If you look at it, the relevant information for building a master data hub is very straightforward: It is the description of the things to store in the hub (customers, products, etc…, aka entities), along with their attributes, constraints, references, enrichment and de-duplication rules, display options, etc.

This metadata may be complex to design (well, as complex as the entities to store in the hub), but should not be complex to manage and should be entirely leveraged for building/running the hub.

What is sold today as MDM “Suites” or “Offerings” are often bundles of several products providing features to do MDM one way or another. They frequently associate a modeling tool supporting hierarchies with an ETL and a DQ product.

Designing an MDM project using such sets of tools simply creates silos of metadata into which the MDM designer must navigate painfully. Besides, it requires to master three distinct products:

  1. You must design the Physical structure of your hub in a modeling tool and have this structure pushed to the DBMS.
  2. You must design the data movement and transformation within the hub in a Data Integration tool, and add some business processes as well (Did I mention the BPM tool ?).
  3. You must design and tie back the Data Quality processes to the data integration process manually.

In addition to mastering these various tools, you must then invent the patterns and logic to make the MDM work correctly. All the processes and successive structures needed for cleansing, de-duplicating, consolidating data from several sources, and so forth end up being homemade. In a nutshell, the metadata may be there but it is not really used. Now, let’s look again at the relevant information for building a master data hub. If you remember correctly, I wrote: … description of the things to store in the hub (customers, products, etc…, aka entities ), along with their attributes, constraints, references, enrichment and de-duplication rules, display options, etc.
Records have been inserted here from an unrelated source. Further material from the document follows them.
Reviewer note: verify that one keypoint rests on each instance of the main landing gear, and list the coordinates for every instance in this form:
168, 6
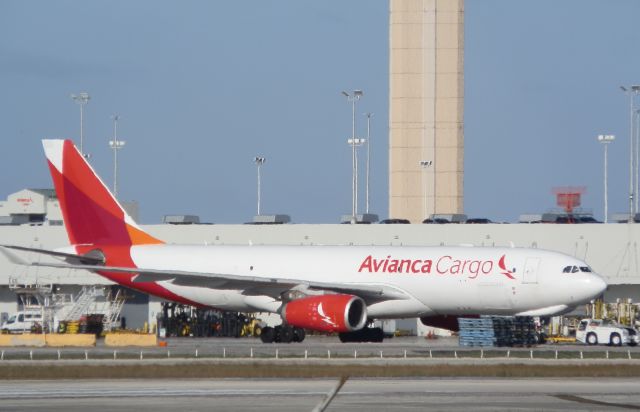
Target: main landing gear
282, 334
363, 335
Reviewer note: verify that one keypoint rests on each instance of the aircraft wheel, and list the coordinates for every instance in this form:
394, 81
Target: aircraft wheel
285, 334
615, 339
268, 335
298, 334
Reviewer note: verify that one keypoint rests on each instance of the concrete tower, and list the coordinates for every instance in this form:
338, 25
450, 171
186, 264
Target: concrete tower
426, 140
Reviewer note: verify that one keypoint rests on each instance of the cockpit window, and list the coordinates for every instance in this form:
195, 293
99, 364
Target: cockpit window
576, 269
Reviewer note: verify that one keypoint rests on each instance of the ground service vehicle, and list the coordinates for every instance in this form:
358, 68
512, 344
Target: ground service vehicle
604, 332
340, 289
22, 322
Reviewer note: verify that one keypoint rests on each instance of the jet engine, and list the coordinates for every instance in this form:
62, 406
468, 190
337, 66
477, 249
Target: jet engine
326, 313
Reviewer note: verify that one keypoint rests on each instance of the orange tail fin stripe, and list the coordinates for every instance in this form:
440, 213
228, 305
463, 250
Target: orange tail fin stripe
91, 214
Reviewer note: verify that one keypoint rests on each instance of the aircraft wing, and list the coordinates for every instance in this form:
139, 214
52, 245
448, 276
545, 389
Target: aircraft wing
251, 285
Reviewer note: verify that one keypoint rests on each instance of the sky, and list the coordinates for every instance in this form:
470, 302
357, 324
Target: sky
202, 87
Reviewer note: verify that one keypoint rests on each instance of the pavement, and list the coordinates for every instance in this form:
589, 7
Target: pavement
459, 394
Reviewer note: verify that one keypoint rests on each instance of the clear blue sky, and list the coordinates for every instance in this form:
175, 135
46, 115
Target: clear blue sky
202, 87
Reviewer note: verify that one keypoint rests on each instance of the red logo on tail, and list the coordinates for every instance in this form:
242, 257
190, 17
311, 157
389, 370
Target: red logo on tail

With all this information, it should be possible to automatically generate the bits and bytes of the MDM hub, including:

  1. Physical structures for storing the golden data.
  2. Endpoints (inputs) for applications to publish their raw data to the hub
  3. Endpoints (outputs) for applications to consume the master data from the hub
  4. All the processes and structures to automatically enrich, validate, match, de-duplicate and certify golden data from the raw data.
  5. User interfaces to view and edit the master data as well as the various stages of the process described above.
  6. Human workflows to validate and correct erroneous data

This is the “magic” that you should expect from a true MDM platform. With a completely metadata-driven approach, you would focus on what really counts: the metadata, that is in essence the knowledge of your master data.

At the end of the discussion, my friend and I agreed (and I hope you too will agree) on the following statement:

MDM? It’s all about Metadata (Baby)!